Coburn bike commutes from home in the Bloomingdale 'hood to her job not far away at NPR, where she's the (first-ever) Photo Editor at NPR.org. She says she sticks to side streets, wearing normal clothes, even skirts as she proudly pointed out. Nice example of structuring your life so such urban citizen-cycling is possible.

Sunday, December 5, 2010

Happy bike-day

Sometimes you have a good bike-day.

My Electra was in the shop, so this morning I CaBi'd from Petworth to Bloomingdale for a quick photo shoot. Stopped off at Big Bear Cafe for a coffee (man, the place was packed on a Saturday morning). Then CaBi'd from there to The Bike Rack at 14th and Q (100 percent on the R Street bike lane) to pick up my bike. Ran into one of my neighbors who was thinking about a new bike. I, true to recent form, gave her the upright/slow/normal clothes spiel. I know, I'm probably getting annoying.
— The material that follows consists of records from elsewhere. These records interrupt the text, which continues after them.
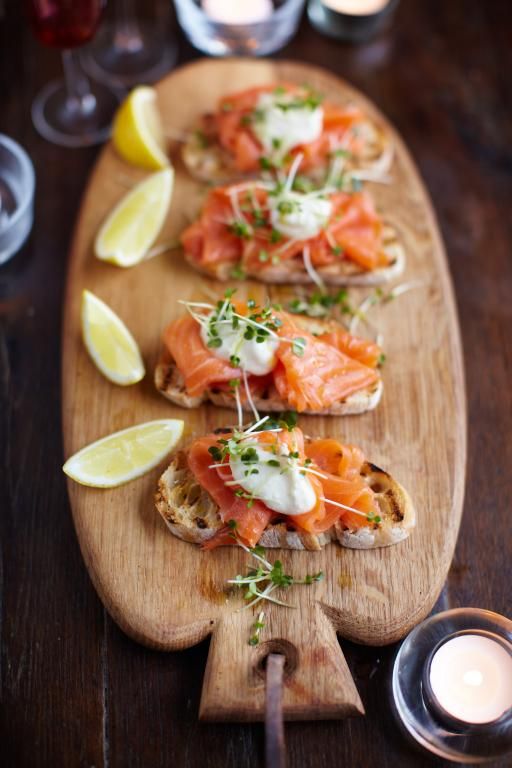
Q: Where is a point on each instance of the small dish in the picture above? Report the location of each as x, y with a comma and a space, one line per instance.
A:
219, 38
17, 184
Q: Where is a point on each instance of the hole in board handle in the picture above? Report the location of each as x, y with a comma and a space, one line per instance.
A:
283, 647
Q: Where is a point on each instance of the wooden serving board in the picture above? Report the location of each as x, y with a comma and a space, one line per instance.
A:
168, 594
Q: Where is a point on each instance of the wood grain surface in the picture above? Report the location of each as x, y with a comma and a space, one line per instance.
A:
75, 691
169, 594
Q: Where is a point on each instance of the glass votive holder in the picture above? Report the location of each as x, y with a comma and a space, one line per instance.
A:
452, 685
241, 28
354, 21
17, 184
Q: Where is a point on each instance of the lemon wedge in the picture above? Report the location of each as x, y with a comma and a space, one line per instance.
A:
132, 227
109, 342
137, 132
124, 455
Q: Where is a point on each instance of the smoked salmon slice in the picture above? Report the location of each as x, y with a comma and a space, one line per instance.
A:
199, 367
231, 123
323, 375
234, 228
332, 468
324, 370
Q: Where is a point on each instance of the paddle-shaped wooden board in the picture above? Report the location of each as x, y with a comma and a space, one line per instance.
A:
168, 594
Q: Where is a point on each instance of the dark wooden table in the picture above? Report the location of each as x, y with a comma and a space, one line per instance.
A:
75, 690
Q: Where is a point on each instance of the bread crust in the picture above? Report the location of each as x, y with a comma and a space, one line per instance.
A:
191, 514
170, 383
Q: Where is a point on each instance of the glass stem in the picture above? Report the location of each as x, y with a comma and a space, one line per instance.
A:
80, 100
127, 36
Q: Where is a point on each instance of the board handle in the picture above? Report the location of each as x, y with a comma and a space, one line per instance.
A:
317, 682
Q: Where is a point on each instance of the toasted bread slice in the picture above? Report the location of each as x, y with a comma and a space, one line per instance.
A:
191, 514
293, 271
209, 161
170, 383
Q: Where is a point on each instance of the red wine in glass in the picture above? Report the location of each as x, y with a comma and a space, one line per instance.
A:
71, 113
65, 24
130, 51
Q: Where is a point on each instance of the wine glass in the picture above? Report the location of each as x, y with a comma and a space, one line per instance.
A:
72, 112
128, 52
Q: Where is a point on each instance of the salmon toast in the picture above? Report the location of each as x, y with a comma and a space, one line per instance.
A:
269, 485
289, 232
240, 355
264, 128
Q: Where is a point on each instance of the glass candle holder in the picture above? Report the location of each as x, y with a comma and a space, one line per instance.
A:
452, 685
17, 184
244, 28
351, 20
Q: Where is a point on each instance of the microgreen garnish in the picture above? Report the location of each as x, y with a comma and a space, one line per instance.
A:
261, 581
240, 229
238, 273
320, 304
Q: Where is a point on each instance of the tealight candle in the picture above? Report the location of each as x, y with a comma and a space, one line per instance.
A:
356, 7
238, 11
452, 685
471, 678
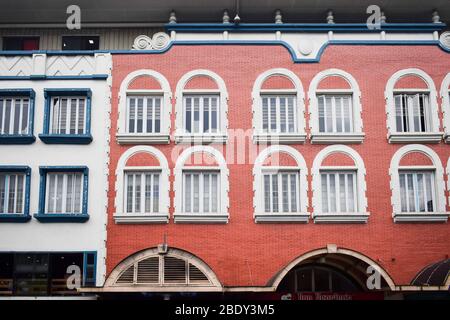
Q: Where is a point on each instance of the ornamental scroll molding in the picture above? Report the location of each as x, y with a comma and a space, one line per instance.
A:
159, 41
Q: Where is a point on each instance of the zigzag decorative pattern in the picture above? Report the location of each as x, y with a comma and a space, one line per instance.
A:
16, 66
70, 65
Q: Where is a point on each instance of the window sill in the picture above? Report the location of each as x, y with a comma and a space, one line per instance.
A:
341, 138
357, 217
295, 217
61, 217
415, 137
128, 138
279, 138
66, 138
421, 217
124, 218
16, 218
17, 139
201, 138
200, 218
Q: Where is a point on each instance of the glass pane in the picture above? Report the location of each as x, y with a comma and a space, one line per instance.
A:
129, 179
285, 192
275, 193
324, 188
214, 193
321, 106
131, 114
156, 193
267, 193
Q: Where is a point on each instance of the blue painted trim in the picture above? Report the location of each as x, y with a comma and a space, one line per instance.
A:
65, 138
85, 266
288, 47
42, 216
59, 218
301, 27
26, 210
50, 138
20, 138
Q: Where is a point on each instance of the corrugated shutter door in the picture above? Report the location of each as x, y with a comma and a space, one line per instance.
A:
148, 270
174, 270
127, 276
196, 276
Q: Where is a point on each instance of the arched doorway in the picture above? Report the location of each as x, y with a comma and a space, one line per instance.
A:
334, 271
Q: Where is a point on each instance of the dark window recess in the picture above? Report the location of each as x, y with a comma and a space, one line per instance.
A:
43, 274
80, 43
20, 43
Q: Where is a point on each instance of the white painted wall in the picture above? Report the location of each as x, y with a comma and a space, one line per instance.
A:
89, 236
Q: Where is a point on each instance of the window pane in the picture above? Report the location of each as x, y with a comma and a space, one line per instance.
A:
2, 193
274, 193
267, 193
294, 179
324, 188
131, 114
285, 192
196, 191
214, 192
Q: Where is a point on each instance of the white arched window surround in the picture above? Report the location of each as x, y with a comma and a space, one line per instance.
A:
260, 215
440, 215
357, 136
445, 95
361, 215
433, 135
180, 134
258, 135
120, 216
134, 138
222, 215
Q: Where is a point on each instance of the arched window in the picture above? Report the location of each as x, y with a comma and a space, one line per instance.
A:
335, 108
142, 186
280, 186
158, 269
144, 108
417, 184
411, 107
201, 186
278, 107
445, 94
339, 186
201, 108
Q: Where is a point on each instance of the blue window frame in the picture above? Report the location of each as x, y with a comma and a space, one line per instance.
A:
15, 193
63, 194
16, 116
67, 117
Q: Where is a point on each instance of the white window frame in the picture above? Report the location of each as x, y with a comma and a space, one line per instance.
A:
201, 108
140, 174
4, 210
222, 215
10, 130
357, 135
361, 214
260, 216
433, 135
440, 215
120, 215
445, 95
145, 110
67, 120
163, 137
259, 136
65, 174
181, 135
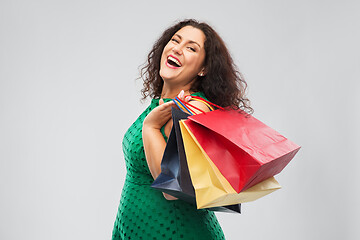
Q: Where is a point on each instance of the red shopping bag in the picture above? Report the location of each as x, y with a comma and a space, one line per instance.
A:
245, 150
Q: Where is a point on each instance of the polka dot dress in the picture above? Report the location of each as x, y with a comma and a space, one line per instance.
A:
143, 212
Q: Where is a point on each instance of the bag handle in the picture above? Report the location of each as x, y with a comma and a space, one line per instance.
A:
205, 101
183, 105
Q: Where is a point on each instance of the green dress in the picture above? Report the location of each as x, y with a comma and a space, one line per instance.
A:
143, 212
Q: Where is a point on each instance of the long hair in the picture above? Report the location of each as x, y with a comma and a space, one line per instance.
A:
223, 84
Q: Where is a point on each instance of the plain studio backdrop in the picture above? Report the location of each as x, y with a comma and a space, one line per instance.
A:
68, 94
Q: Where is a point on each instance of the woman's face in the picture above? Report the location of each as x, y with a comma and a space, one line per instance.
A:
182, 59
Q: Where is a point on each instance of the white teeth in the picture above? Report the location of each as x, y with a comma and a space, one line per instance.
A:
174, 60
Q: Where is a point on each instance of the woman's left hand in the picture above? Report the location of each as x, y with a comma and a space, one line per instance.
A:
159, 115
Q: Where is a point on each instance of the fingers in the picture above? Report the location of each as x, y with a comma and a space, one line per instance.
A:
181, 96
165, 106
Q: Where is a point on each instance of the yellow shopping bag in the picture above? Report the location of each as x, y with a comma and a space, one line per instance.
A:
211, 187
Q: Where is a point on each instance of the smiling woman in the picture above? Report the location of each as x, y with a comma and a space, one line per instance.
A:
189, 58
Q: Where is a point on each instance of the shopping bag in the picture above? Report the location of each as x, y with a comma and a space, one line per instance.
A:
174, 178
211, 187
245, 150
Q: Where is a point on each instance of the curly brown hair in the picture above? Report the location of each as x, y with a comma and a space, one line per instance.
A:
223, 84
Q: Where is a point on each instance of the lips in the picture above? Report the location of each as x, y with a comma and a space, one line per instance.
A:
173, 62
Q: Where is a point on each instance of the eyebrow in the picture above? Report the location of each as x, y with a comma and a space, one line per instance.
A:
190, 41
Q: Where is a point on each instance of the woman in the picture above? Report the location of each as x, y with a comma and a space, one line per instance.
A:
189, 58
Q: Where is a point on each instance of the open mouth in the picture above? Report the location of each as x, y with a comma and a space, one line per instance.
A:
173, 62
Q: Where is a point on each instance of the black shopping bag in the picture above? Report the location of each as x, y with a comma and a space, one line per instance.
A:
174, 178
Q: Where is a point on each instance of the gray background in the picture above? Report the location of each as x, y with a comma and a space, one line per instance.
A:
68, 94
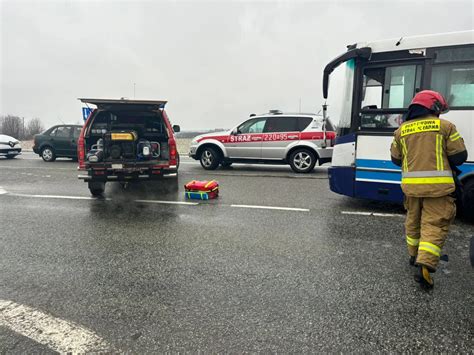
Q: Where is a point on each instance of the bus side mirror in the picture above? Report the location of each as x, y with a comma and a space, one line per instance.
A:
369, 107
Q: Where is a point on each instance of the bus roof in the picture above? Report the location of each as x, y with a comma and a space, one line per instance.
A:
420, 42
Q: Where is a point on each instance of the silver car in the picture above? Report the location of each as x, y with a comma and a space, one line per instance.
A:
273, 138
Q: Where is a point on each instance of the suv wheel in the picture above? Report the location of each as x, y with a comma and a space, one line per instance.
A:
302, 160
210, 159
96, 188
48, 155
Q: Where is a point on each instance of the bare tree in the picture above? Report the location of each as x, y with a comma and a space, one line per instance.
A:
12, 126
35, 126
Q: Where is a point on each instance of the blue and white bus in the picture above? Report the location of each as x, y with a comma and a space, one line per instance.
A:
381, 79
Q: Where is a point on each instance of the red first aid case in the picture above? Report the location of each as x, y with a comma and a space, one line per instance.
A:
203, 190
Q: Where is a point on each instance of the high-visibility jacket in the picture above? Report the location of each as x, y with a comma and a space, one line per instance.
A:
423, 146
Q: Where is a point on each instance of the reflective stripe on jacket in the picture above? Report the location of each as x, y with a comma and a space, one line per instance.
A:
423, 146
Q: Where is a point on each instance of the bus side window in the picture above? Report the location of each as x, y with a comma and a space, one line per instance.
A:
390, 87
453, 75
455, 82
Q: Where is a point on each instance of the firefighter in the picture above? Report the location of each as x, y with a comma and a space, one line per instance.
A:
428, 149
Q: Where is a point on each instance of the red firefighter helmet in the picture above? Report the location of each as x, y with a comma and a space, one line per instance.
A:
431, 100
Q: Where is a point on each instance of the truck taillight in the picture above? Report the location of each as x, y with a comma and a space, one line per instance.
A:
173, 151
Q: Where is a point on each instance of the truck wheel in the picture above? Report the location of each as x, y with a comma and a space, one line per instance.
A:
48, 154
96, 188
468, 200
302, 160
209, 158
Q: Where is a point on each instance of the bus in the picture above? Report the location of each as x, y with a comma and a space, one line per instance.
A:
381, 79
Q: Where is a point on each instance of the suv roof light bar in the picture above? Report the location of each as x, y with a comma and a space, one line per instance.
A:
275, 112
123, 101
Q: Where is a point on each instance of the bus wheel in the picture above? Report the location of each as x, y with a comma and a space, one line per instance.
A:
302, 160
468, 201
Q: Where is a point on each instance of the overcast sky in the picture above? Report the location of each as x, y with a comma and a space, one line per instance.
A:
214, 61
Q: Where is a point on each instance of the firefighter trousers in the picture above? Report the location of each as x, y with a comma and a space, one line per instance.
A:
426, 226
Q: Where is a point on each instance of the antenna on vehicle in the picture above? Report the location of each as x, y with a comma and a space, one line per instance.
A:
325, 108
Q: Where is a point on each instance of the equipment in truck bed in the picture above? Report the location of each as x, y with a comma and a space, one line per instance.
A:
202, 190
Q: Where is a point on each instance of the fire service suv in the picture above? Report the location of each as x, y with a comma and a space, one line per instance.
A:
297, 139
126, 140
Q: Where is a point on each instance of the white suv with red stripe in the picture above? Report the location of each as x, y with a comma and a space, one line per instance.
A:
297, 139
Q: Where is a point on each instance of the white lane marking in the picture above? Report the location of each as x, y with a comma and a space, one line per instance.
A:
162, 202
57, 334
55, 196
72, 169
168, 202
376, 214
272, 208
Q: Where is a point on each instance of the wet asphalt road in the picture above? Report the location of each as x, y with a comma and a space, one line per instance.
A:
153, 277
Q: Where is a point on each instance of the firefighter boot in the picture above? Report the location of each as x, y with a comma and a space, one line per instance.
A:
423, 277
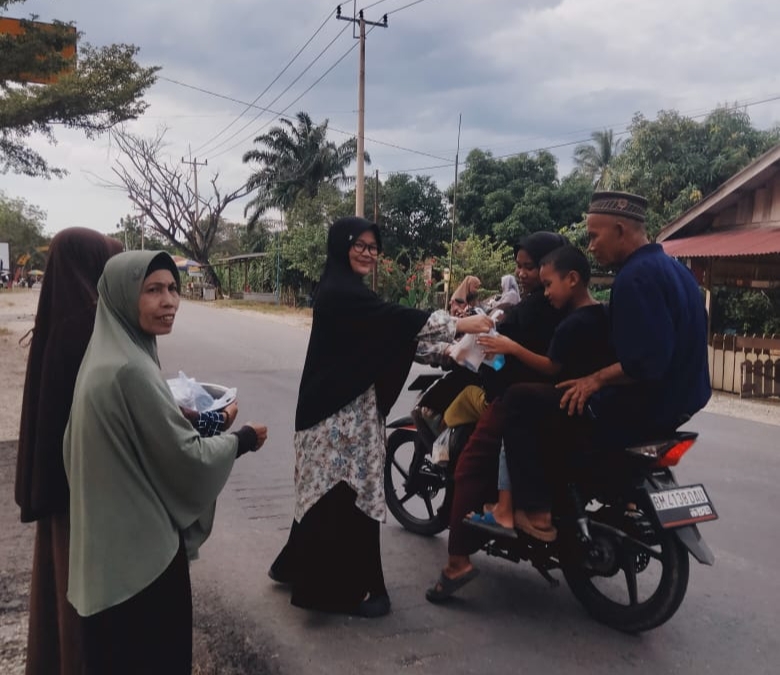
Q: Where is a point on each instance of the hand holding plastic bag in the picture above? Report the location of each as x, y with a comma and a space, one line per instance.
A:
466, 352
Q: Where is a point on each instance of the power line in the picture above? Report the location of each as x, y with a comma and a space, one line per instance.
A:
294, 101
279, 114
262, 93
411, 4
284, 91
622, 132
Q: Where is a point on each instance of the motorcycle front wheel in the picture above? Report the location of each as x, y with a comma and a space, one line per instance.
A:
415, 488
637, 580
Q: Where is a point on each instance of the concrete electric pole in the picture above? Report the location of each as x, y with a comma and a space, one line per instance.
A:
360, 181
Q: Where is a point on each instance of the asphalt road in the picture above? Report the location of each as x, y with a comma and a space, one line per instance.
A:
507, 620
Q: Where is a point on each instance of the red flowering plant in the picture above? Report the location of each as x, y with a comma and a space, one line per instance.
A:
411, 286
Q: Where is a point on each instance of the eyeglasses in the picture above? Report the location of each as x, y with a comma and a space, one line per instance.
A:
361, 247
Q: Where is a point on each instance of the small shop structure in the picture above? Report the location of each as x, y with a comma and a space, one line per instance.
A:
732, 239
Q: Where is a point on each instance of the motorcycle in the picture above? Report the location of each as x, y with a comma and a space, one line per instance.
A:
625, 526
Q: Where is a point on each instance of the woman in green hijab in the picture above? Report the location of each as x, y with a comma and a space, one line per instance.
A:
143, 482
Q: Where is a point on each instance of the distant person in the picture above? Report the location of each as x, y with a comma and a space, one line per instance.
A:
143, 482
358, 358
63, 326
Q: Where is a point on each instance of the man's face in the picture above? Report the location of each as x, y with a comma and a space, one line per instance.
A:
605, 239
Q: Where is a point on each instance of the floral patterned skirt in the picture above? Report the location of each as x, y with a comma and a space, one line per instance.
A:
347, 447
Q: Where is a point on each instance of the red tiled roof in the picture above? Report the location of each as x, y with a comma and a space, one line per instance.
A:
751, 241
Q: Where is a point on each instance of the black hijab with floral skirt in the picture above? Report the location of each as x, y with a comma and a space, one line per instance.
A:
357, 339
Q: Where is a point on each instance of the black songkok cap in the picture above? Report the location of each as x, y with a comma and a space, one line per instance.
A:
619, 204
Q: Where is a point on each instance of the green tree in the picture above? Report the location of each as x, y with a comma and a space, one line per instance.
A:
675, 161
510, 198
21, 227
295, 159
101, 88
413, 215
593, 159
480, 256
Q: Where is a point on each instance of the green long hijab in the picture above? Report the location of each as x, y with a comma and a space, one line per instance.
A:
140, 476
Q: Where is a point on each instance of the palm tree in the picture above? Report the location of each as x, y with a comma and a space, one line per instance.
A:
296, 159
593, 159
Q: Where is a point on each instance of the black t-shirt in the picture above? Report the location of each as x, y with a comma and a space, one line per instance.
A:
530, 323
581, 342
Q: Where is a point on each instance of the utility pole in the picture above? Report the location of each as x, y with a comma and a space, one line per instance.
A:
194, 163
358, 18
376, 220
454, 213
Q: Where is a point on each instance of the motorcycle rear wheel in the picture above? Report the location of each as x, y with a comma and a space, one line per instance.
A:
637, 587
414, 487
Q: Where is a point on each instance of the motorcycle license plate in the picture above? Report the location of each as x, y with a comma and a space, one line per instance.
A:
680, 506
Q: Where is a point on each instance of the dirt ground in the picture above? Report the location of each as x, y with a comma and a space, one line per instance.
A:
212, 632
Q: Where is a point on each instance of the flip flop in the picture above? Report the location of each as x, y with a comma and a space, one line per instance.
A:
487, 523
445, 586
547, 535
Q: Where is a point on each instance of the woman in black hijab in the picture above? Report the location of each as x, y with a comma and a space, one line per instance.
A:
359, 355
63, 326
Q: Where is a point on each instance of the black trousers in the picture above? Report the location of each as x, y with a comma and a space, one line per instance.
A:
332, 557
149, 634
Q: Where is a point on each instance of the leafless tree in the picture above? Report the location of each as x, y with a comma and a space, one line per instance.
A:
165, 196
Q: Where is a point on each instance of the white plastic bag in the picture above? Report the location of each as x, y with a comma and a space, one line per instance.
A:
440, 453
466, 352
189, 394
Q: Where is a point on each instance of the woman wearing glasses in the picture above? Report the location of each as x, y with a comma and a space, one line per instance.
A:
359, 355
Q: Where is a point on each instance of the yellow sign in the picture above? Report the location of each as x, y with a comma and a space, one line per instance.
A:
15, 27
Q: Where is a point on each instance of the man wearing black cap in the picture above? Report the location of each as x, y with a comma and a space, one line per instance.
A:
658, 328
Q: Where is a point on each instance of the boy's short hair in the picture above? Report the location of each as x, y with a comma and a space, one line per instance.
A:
568, 259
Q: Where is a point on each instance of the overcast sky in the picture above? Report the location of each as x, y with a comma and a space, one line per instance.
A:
525, 74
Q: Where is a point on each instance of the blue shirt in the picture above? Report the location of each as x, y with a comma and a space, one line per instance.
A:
659, 332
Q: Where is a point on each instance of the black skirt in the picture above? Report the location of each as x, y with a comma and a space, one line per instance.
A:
332, 558
149, 634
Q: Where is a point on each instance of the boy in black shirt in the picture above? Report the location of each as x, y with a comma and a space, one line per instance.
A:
579, 346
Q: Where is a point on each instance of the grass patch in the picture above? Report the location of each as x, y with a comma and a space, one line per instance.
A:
265, 307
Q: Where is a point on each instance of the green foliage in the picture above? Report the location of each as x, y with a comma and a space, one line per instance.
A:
296, 159
129, 234
481, 256
593, 159
411, 285
511, 198
104, 87
413, 215
746, 311
675, 160
21, 227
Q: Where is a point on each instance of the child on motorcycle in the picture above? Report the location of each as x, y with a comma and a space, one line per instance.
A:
579, 346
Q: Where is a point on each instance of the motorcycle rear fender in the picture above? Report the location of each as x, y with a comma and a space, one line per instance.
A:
398, 422
690, 538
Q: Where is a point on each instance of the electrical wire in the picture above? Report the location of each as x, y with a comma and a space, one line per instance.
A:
284, 91
271, 84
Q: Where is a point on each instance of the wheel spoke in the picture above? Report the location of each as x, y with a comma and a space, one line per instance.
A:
428, 506
407, 497
629, 570
400, 469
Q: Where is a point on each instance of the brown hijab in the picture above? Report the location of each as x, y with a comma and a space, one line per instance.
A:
63, 327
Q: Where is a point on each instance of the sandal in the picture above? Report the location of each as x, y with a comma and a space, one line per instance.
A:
446, 586
545, 534
486, 522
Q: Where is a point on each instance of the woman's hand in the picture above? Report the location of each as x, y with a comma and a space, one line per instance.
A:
474, 324
230, 411
262, 433
495, 344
Moseyed over to Dupont Circle to look for citizen-cycling pics. Didn't find much going on photo-wise, but did put a few of my Moo calling cards on any parked bikes that looked like candidates for the Chainguard Revolution. In a nice little moment of karma, my friend Eric sent me this cool video that was sort of apropos to the bike-day I was having. Watched it on my phone before heading up to Adams Morgan (first real hill of the day) did a few errands, warmed my hands up in a few places.

Grabbed lunch from one of the Latino vendors who set up on weekends in the little plaza outside City Bikes. Really great Puerto Rican pork and a garlicky plantain dish I can't remember the name of. The nice guy who sold it to me sat down while I was eating it and explained all the inside tricks he uses to make it.

There I met Eryn and Patrick, around the time I was taking this picture of the plaza scene:

They asked me about my bike because she was shopping for an upright bike and had been eyeing the Electras online. She actually had heard of District Citizen Cycling! ("wow, that's you?!") Very cool, first time that's happened. Further up the street, here's Eryn and Patrick taking out the last available CaBis at the 16th and Columbia station:

Riding home, dropped in for the tail end of the bike clinic behind Qualia Coffee on Georgia Avenue, where I finally made some decent photos that helped redeem the day a bit in that regard (see previous post):

Kind of cold out there, and the wind had some bite, but plenty sunny. Nice DC early winter day. Just the kind of bike-day that puts you in touch with the city in a way that driving and walking don't. Walking's great, but biking you're flowing like water through the streets, covering ground quickly while absorbing your changing surroundings, finding a kind of rhythm, feeling DC's great neighborhoods and how they connect. City zen!

Wednesday, November 10, 2010

Reason to bike #437

I think it's safe to say drivers don't have as much fun at stoplights.